Smythe would rather employee surveys disappeared altogether. ‘I think there’s a danger that employee engagement will be a fad,’ he muses.

‘The worst crime is just relabeling internal communications as employee engagement but not doing much very differently. Then there are the companies who think it’s all about just doing endless employee surveys. I would ban all employee surveys: ban the excuse that allows companies to say they’ve done them and that’s all they need to do.

‘Employee engagement also can’t just be something that’s done by employee engagement departments. The function is simply there to get the ball rolling and do some of the organisation and coaching. It’s the leaders at every level that actually have to do it. It’s part of how people are leading and managing every day.’

Esse is worried too. ‘Employee engagement is one of those phrases that gets bandied about,’ she says. ‘I think there’s a danger that it just becomes part of corporate jargon and one of those management phrases that doesn’t mean anything.

‘Look what’s happened to the phrase ‘brand experience’. The focus should be on what happens if your employees aren’t engaged. What makes people tick is feeling valued at work, having a voice, being involved in the conversations. Generations X and Y and millennial employees expect that and, if they don’t get it, they will leave.’

Duncan, meanwhile, is concerned that employee engagement will become too process-driven. ‘Employee engagement isn’t in itself a process,’ he warns. ‘It’s not a thing that you do per se. It’s more the case that engaged employees are the outcome that an organisation receives when it does lots and lots of other things really, really well.

‘Some of those are things that communications departments have real influence over. For example, the clarity with which they express the strategy and values of the organisation really helps engage people.

‘But there are many other things as well that lead to that outcome. It’s really about getting together a coalition of the willing in an organisation.’

Communicators see further changes in how corporate communications departments approach employee engagement over the next decade.

‘Communication, alongside engagement, is not the role of just one team,’ says Miller. ‘I expect conversations about engagement to increase, and hope that the level of attention and measurement matches up, so you not only know what isn’t working, but have a clear understanding why.

What makes people tick is feeling valued at work, having a voice, being involved in the conversations.
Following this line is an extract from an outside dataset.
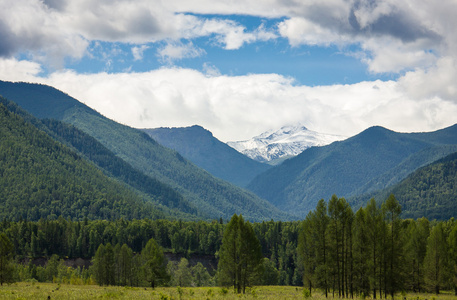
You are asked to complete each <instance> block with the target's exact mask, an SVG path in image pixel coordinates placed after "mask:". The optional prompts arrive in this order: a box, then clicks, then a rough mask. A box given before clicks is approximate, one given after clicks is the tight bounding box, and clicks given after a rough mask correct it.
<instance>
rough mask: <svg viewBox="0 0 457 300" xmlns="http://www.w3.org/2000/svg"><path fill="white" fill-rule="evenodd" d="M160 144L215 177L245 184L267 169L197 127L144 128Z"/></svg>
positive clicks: (257, 162)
Generations X and Y and millennial employees expect that and, if they don’t get it, they will leave

‘You need to constantly listen to and seek feedback from employees. A-once-a year engagement exercise is less than ideal, yet I see it constantly inside organisations. Engagement has got to be real and you need to act authentically. Simply focusing on engagement to be ‘seen to do it’ is obvious and feels hollow.’

Isabel Collins, founder of consultancy Belonging Space, sees the emphasis moving to culture, values and a sense of belonging. ‘Belonging is the 21st Century challenge and the reason that culture can make or break a business,’ she says. ‘A lot of the corporate challenges that come up are very much related to what people feel they belong to. Culture informs decision-making at an intuitive level. People make decisions in certain ways because it’s how they do things.

‘It’s a problem with integrating mergers and acquisitions and also with silos within organisations. Humans identify with small groups that appear to be similar to us but what we struggle with doing is belonging to several tribes at one time. 21st Century life and business requires us to do that.’

What there’s consensus about is that employee engagement is far from easy.

‘It’s hard,’ maintains Smythe. ‘It’s the well-governed inclusion of the right people in decision-making at every level. The more that you do it, it starts to be in the lifeblood of the business. The challenge is about how organisations lead and manage. The employee engagement bit is almost an irrelevance.

‘It started off as a set of rules but actually it’s not. It’s a way of thinking, a way of leading, a way of sharing power and seeing the whole use of power in a very different way.’